Elizabeth Finley Broaddus · 1996–2014

Finley

Eighteen years old, with plans to study environmental policy at William & Mary, Finley founded a fund to keep her vision moving forward.

Finley smiling, holding a white chicken, with bare trees and a pond behind her
Within about ten minutes of meeting me, people register two things: that I have green eyes, and that my greatest ambition is to do everything I can to protect the environment.

Elizabeth Finley Broaddus was a student at Highland School whose plans to attend the College of William and Mary to study environmental policy were interrupted by the news that she had a rare form of cancer.

As she battled the incurable disease, Finley set up Finley's Green Leap Forward on February 26, 2014 to "support local and global efforts that have a positive impact on the environment, moving us forward towards a healthy, sustainable planet." She saw a vision of a healthier planet with cleaner air and water — and she wanted to make sure something kept moving toward it after she was gone.

Finley's fight with cancer ended five months later, on June 2, 2014. She was eighteen.

A birthday becomes a beginning

For Finley's 18th birthday on Wednesday, March 12, 2014, friends and family set out to raise at least $18,000 for the fund. Donations surpassed $74,000 by her birthday and passed $100,000 by Earth Day. The fund received support from at least 37 states and from every continent except Antarctica.

In honor of Earth Day 2014, Finley selected her first two grantees: The Green Belt Movement in Nairobi, Kenya, and the Cacapon Institute in West Virginia — both focused on forest restoration and tree planting.
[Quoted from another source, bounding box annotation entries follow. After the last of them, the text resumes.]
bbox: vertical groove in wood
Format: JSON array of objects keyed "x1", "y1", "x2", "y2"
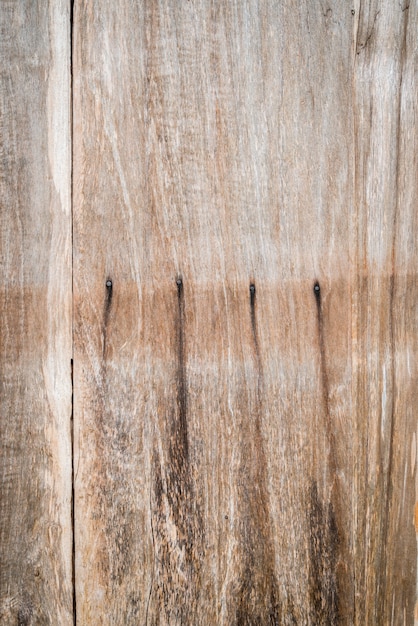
[{"x1": 0, "y1": 1, "x2": 72, "y2": 625}]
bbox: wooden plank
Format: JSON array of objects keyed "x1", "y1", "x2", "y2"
[
  {"x1": 353, "y1": 1, "x2": 418, "y2": 624},
  {"x1": 74, "y1": 0, "x2": 417, "y2": 625},
  {"x1": 0, "y1": 0, "x2": 73, "y2": 626}
]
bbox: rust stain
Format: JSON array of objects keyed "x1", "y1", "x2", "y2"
[{"x1": 414, "y1": 502, "x2": 418, "y2": 534}]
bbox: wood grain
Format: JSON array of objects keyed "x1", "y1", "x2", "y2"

She intentionally chose one local effort and one global one, and looked for projects that made a positive difference in the daily lives of people in the surrounding community.
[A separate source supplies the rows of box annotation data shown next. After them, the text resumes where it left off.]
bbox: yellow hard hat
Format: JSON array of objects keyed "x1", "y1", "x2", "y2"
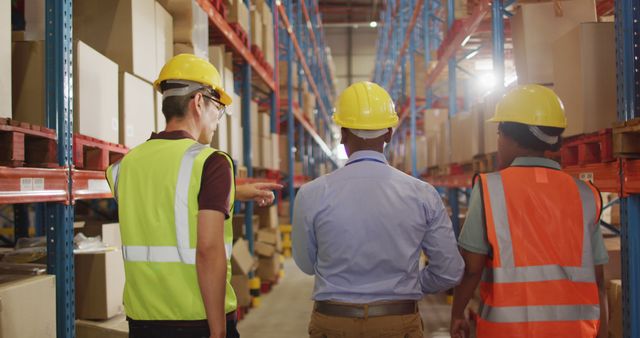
[
  {"x1": 489, "y1": 84, "x2": 567, "y2": 128},
  {"x1": 153, "y1": 54, "x2": 231, "y2": 106},
  {"x1": 333, "y1": 81, "x2": 398, "y2": 130}
]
My green eyes remind me of who I am and what I want to accomplish. Green means go; it is a call to action.

What we keep doing

Finley moved friends and strangers alike to give back to the environment, not only through the Green Leap Forward Fund but through personal action. People around the world have planted trees in "Finley's Forest" and changed how they use and reuse resources at home and at work.

Today Finley's Green Leap Forward carries on Finley's vision by encouraging personal action and by using her guiding principles to select and award annual grants to both local and global efforts that move us toward global sustainability.

Leadership

The foundation is led by Julie Broaddus, Finley's mother and the foundation's president. Finley's Green Leap Forward became a registered 501(c)3 nonprofit in 2024, after a decade growing the fund at the Northern Piedmont Community Foundation.